Рита схватилась за стену.
– Проша умрет!
– Нет, но ему светит инвалидная коляска, – пояснил старший Ермаков. И, увидев улыбку на лице девушки, сердито поинтересовался: – Что смешного я сказал?
– В кресле на колесах, но живой, – объяснила Маргарита, – это же счастье.
Старший Ермаков хмыкнул и более ничего не произнес.
Глава 30
Из больницы Прохора выписали на костылях. Но парень, хоть и с большим трудом, шел сам. Отец приехал за сыном, велел его подружке тоже сесть в машину, привез их в двухкомнатную квартиру и заявил:
– Живите здесь спокойно. Рита, даже если мой обалдуй захочет от тебя сбежать, ты мне навсегда родная дочь. И Надежда Васильевна того же мнения.
Вот так Маргариту приняли в семью Ермаковых. Алексей Константинович сделал для нее много хорошего. И сразу полюбил появившуюся на свет внучку. Прохор в конце концов поправился и слегка остепенился. На мотоцикле он больше не гонял, ездил на подаренной отцом машине, продолжал учебу в институте, занятия в котором прервал из-за аварии и длительного восстановительного периода. А Рита получила диплом, занималась домом, дочкой и чувствовала себя счастливой. Ложкой навоза в кастрюле с наваристым борщом оказалась неверность Проши.

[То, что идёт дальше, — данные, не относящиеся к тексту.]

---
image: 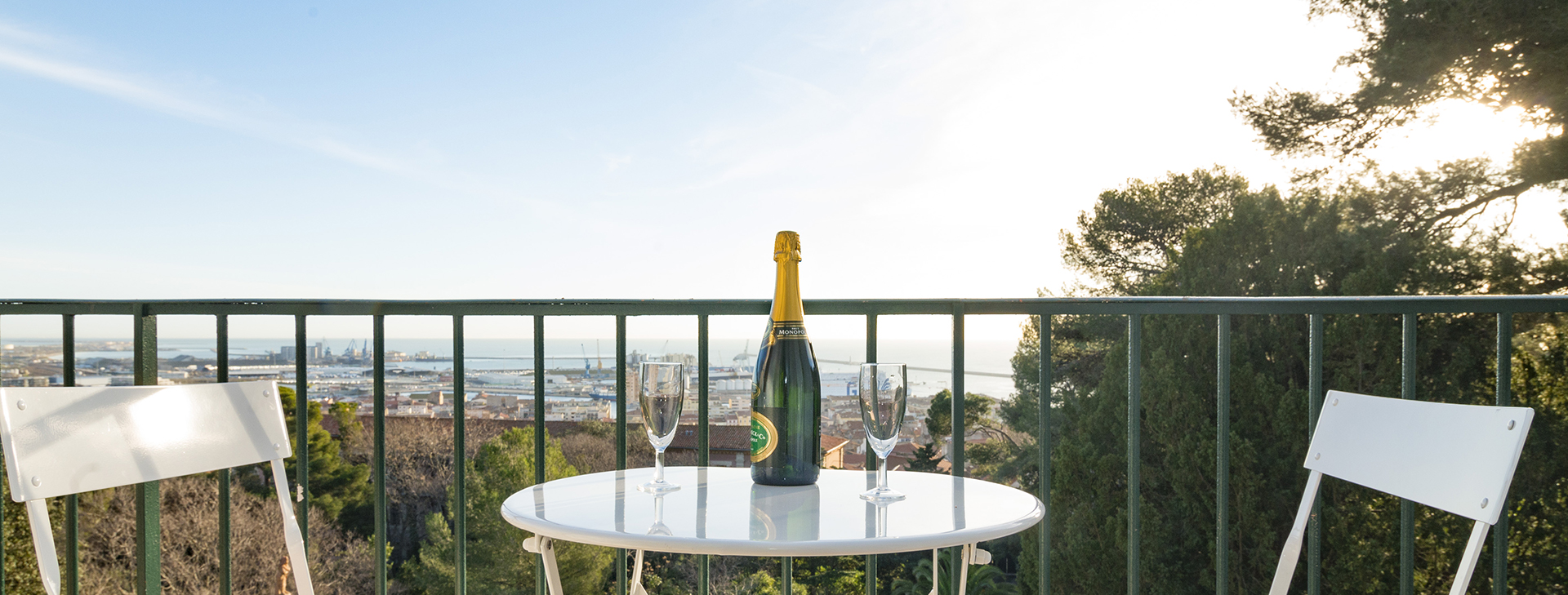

Да, гражданский муж постоянно бегал налево. Марго делала вид, будто ничего не знает, и утешала себя мыслью, что любовницы – временное явление. Главное, Проша всегда возвращается к ней, она его супруга, пусть и без штампа в паспорте. О настоящей свадьбе Рита не заговаривала. А Прохора такое положение вещей вполне устраивало, он пользовался всеми правами женатого мужчины, не неся при этом ни малейших обязанностей человека, обремененного узами брака. Надежда Васильевна была приветлива с Ритой, забирала на лето Любочку на дачу, но сыну не говорила: «Пора тебе оформить отношения с матерью дочери». Рита на квазисвекровь не обижалась, давно поняв: Надежда Васильевна своеобразная личность, относится к ней хорошо, но навряд ли любит.
Мать Прохора была не жадной, но деньги считать умела. Накануне дня рождения Риты она звонила ей и предупреждала:
– Завтра поедем в магазин.
Дама заранее озвучивала сумму, на которую собиралась сделать подарок, и Рите следовало строго придерживаться бюджета. Как-то ей очень понравились сережки, которые стоили на рубль дороже оговоренной суммы, и она спросила у Надежды Васильевны:
– Может, эти?
– Ты же знаешь, какими деньгами располагаешь, – прозвучало в ответ.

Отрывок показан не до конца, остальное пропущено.